Patrick Sandoval (identified in the hearing as the Authority’s presenter) and Debbie Donaldson, an actuary with Segal/Siegel Benefits Consulting, told the committee that the school insurance fund faces persistent losses driven by sustained medical trends and a rapid surge in GLP‑1 (weight‑loss and diabetes) medication spending. Donaldson said pharmacy spend increased by roughly $30 million from fiscal 2023 to 2025 and that GLP‑1 drugs have produced an "88% cumulative trend" in pharmacy spending over three years in the Authority’s experience.
Donaldson said the plan has compounded shortfalls because premiums have risen more slowly than claims and because prior appropriations have addressed prior losses without restoring a sustainable premium structure. She said a 9.95% premium increase is currently scheduled for FY2027 and presented a breakeven scenario that would require an effective premium increase of about 26.5% to stabilize reserves by fiscal 2028. "The breakeven was 26 and a half, which is scenario a," she said, adding the compounding effect means one‑time infusions alone will not solve the structural imbalance.
The presentation outlined multiple contributors: legislative bills that shifted cost share to plans without general‑fund offsets, higher intensity of medical claims, geographic dispersion that raises rural reimbursement relative to Medicare, and a sudden rise in GLP‑1 utilization. Donaldson and staff said GLP‑1 spending jumped sharply starting in Q3 of FY2024 and that allowed cost (before rebates) for those drugs rose several‑fold over a year.
Committee members raised technical and policy questions: several legislators asked why fiscal‑impact reports (FIRs) for bills such as SB51 underestimated the longer‑term cost, and whether point‑of‑sale rebate rules had unintentionally made brand GLP‑1 drugs more affordable to members. Donaldson said SB51’s point‑of‑sale rebate implementation made some brand drugs effectively free at the pharmacy counter, which shifted members away from lower‑cost generics and raised plan spend. "One of the unintended consequences is ... members are getting these medications for 0 cost because the point of sale rebates are covering the member cost share," she said.
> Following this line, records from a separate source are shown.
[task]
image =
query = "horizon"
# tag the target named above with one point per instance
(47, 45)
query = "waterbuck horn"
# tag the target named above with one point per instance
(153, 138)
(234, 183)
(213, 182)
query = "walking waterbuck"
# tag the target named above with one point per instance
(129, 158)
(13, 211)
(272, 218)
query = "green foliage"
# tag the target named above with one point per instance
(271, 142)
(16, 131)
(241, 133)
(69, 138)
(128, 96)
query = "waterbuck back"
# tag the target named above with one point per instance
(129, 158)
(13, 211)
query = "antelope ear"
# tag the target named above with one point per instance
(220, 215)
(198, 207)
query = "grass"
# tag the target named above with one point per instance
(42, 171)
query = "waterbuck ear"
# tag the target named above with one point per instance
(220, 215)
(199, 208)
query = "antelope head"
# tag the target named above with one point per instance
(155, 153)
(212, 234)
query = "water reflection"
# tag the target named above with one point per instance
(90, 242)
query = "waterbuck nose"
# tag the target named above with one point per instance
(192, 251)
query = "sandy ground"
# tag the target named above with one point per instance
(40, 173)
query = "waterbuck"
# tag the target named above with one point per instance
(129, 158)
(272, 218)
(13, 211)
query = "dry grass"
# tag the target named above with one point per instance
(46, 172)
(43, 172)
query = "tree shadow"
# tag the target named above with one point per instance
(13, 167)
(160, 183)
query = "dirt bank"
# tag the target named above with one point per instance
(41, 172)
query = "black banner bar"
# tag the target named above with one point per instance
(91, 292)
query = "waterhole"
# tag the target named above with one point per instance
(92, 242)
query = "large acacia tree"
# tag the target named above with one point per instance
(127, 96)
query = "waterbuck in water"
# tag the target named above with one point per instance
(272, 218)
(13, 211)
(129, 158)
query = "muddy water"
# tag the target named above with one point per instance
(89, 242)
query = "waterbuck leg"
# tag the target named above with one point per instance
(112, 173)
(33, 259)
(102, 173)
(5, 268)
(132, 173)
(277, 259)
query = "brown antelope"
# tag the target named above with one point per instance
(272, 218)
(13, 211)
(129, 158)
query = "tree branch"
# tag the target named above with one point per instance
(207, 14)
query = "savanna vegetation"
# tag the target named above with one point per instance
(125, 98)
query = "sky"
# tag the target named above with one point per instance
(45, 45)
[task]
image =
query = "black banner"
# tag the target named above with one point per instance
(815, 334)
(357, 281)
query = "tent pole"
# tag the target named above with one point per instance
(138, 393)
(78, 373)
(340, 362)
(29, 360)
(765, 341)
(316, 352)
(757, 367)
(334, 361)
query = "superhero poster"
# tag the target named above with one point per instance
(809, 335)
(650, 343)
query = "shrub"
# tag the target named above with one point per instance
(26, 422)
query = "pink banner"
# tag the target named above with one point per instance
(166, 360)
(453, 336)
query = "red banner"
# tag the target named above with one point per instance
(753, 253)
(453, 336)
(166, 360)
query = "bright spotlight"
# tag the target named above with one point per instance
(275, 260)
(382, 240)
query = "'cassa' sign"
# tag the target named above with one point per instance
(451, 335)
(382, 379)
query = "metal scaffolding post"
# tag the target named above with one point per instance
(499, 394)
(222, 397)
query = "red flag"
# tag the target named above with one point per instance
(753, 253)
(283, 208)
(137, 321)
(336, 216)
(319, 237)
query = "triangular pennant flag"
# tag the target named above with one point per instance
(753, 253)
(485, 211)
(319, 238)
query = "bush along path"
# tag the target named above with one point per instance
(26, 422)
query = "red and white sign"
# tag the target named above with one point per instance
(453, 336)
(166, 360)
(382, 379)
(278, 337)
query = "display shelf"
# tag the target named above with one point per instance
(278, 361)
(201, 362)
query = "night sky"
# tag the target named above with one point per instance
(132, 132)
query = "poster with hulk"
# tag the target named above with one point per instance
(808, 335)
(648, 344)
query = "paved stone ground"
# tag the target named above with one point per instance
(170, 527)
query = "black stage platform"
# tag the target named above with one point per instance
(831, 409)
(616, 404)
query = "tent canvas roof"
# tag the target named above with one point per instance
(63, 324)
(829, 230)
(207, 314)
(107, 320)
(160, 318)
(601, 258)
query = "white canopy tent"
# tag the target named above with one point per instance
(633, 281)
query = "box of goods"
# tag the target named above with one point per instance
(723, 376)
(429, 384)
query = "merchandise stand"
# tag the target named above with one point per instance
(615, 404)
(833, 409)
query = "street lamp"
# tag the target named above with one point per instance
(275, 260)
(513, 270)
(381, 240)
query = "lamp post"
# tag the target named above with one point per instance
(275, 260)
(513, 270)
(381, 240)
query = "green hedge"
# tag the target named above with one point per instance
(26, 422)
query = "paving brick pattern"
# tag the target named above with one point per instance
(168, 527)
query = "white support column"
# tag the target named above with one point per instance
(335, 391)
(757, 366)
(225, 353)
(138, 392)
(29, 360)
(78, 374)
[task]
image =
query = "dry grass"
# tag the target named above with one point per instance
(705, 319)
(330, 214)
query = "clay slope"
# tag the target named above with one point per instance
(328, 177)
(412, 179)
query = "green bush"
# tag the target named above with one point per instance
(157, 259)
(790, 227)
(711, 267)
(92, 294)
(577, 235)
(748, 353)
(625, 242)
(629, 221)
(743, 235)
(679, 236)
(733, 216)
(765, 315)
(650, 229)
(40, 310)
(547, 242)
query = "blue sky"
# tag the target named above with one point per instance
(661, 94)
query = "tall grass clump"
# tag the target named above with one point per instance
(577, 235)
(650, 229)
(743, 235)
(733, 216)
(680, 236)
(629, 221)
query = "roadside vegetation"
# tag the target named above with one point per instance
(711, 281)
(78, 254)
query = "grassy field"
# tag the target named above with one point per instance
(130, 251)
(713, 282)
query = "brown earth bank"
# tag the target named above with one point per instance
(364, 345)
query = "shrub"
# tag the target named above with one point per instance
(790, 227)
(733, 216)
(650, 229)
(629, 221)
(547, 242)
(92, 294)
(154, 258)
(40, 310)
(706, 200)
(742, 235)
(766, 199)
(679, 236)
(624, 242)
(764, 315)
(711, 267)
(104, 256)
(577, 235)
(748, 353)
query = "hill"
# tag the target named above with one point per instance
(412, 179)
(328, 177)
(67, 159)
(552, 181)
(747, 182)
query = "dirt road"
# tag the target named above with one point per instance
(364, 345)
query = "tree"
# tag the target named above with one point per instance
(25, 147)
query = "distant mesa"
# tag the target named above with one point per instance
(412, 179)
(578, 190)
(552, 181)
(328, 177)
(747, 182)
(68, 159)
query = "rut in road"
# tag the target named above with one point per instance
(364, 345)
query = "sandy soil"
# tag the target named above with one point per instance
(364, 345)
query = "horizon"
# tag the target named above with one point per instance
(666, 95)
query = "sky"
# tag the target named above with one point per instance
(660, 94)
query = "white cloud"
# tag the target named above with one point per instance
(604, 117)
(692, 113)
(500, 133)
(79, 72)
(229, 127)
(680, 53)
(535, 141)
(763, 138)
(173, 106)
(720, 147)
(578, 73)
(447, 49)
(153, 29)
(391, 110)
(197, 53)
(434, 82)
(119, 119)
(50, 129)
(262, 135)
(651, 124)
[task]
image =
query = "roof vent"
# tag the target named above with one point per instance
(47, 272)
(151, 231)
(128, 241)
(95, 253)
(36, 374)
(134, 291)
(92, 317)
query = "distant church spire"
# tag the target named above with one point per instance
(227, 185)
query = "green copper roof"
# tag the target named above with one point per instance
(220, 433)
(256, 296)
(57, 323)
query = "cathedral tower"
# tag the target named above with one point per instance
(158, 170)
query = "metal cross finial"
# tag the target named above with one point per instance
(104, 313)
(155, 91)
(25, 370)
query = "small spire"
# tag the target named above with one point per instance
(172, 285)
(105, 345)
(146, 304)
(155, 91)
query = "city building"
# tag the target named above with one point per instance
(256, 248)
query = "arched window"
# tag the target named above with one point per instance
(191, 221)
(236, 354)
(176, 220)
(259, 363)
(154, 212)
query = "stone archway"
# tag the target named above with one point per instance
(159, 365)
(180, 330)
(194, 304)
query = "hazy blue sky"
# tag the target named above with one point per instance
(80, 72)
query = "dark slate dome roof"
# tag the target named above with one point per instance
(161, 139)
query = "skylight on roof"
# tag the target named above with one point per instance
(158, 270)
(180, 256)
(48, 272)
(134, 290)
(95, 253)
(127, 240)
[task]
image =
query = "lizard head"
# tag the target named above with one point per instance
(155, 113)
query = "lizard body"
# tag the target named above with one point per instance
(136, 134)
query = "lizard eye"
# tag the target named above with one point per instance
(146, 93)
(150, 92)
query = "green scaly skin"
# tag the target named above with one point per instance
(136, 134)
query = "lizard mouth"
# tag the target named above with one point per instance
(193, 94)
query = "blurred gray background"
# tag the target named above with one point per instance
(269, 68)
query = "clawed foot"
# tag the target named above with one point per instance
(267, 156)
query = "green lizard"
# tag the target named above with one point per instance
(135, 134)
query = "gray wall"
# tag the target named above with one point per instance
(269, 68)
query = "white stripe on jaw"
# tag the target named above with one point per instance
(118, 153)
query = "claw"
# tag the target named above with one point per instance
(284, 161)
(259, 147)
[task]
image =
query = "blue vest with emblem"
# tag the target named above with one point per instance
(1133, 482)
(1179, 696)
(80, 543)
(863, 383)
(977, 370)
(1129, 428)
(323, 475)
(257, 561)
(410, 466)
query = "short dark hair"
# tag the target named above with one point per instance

Officials described mitigation steps: reference‑based pricing for hospital reimbursement in some counties (expected to yield savings), plan design changes, a new PBM contract effective 07/01/2026 with GLP‑1 wrap‑around controls, and targeted wellness and cardiometabolic programs delivered through vendors (Amada Health and others). Sandoval said the Authority will request special appropriations in 2027 to supplement cash flow and reduce the magnitude of any 2028 rate shock.
On coverage policy, Sandoval and Donaldson said the Authority plans to implement wrap‑around programs that require clinical verification for GLP‑1 use (type‑2 diabetes codes for diabetic uses; enrollment in lifestyle programs and periodic weigh‑ins for weight‑management uses) and could remove GLP‑1s from the formulary if mitigation proves ineffective. Donaldson estimated that excluding GLP‑1s entirely would reduce required premium increases by about 3–4 percentage points, but would not close the total funding gap.
Donaldson summarized the immediate fiscal picture: the fund used about $36 million of a prior $65 million appropriation in FY2025 and is projected to exhaust the remaining balance in FY2026; a negative FY2027 balance of roughly $42 million is the working estimate under current trend assumptions if premiums are not adjusted to match claims. Sandoval said the Authority will present refined scenarios to its board in July and may seek legislative support for one‑time funding and longer‑term premium adjustments.
Next steps: NIMSIA/NPSIA will update actuarial projections with more recent claims, implement PBM and programmatic mitigations, finalize the APS integration analysis, and present options and potential special‑appropriation requests to the board and the Legislature.